Mzwakhe Sithebe, a former Dundee mayor and ANC MPL and now a civic activist, was also forced to leave Msinga High after he was injured in that attack.
“Comrade Ba’tha played a very instrumental role in organising and mobilising the female student body, until we were attacked by vigilantes. She was the kind of person who would take no nonsense,” Sithebe said.
“She was able to organise, despite the fear of being attacked, when most of the female students were afraid and submissive.”
S’phelele Shongwe, now a nurse at Msinga’s Church of Scotland Hospital, was a member of Msinga High’s choir, along with Dlamini, whom she described as “having a beautiful voice”.
“We sang together and we were in the Student Christian Movement at school.”
Dlamini was influenced politically by Midlands ANC firebrand Harry Gwala from the time she had become involved in the Imbali-based Indlangamandla Youth Organisation.
She then rose through the ranks of the ANC Women’s League after being deployed as part of the team which relaunched the body in 1991.
In 1998 she was elected as secretary general, a post she held for a decade, before becoming the league’s president in 2015.
Deployed to the National Assembly in 1994, Dlamini served on the corrections and social welfare portfolio committees, but was found guilty of defrauding Parliament’s travel scheme of R254 000, fined R120 000 and slapped with a five-year suspended sentence.
Her banishment to the political wilderness did not last long, and by May 2009 she was back as deputy social development minister, appointed by President Jacob Zuma, whose lean years coincided with Dlamini’s.

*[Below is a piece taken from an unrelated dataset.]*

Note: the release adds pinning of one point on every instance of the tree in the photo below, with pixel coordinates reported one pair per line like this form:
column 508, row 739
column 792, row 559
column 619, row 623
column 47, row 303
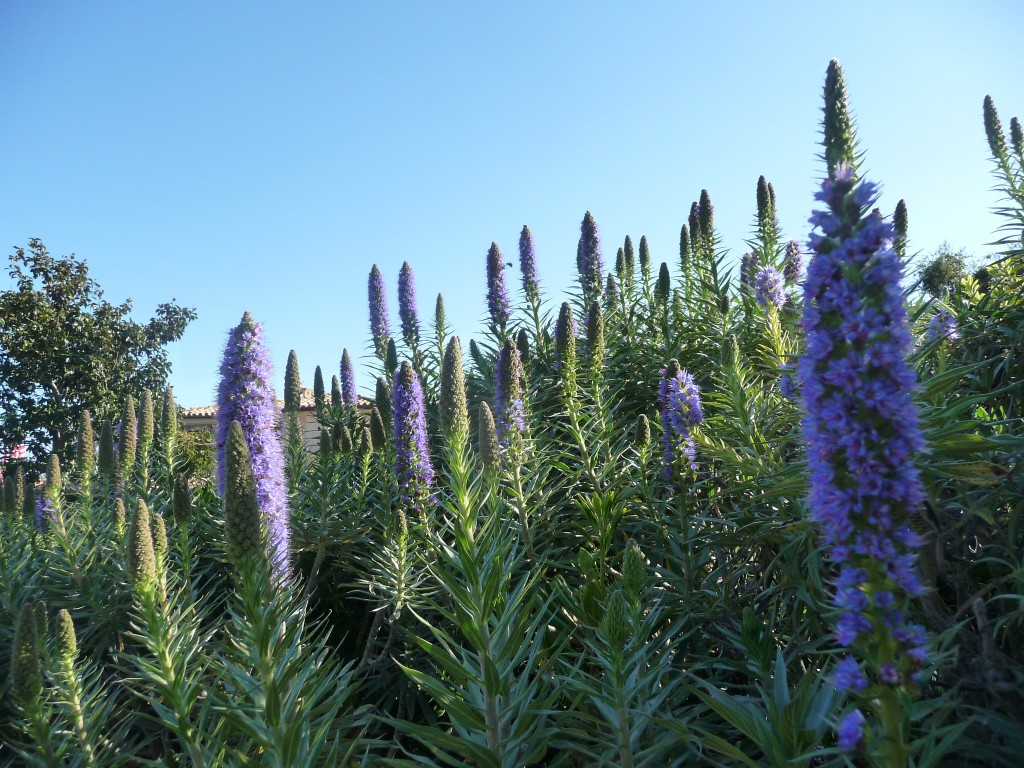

In 2010, Zuma appointed her as social development minister, a position she has held since.
Dlamini has openly professed support for Nkosazana Dlamini-Zuma to become the next ANC president.
A former ANC KwaZulu-Natal provincial leader, who asked not to be named, says it was her unstinting support for Zuma, coupled with the support she had built up in the Women’s League, which kept her in the political game.
Nozibele Mfunda, now a teacher from East London, had shared a room with Dlamini at the University of Zululand where she studied social work at the time, for two years. Mfunda says Dlamini, who was a year ahead of her, helped shape her political consciousness.
“That woman groomed me,’’ says Mfunda. “I was from a rural area and I had nothing. When her parents brought her food from Imbali, she shared everything with me.
“I would wake up and find her studying at 2am. That woman still got an honours with all the politics…”
Mafunda is outraged by claims that Dlamini is a drunkard.
“I hear all this talk about her being a drunk. That woman never took liquor for reasons that I know. She hates liquor,” Mafunda says.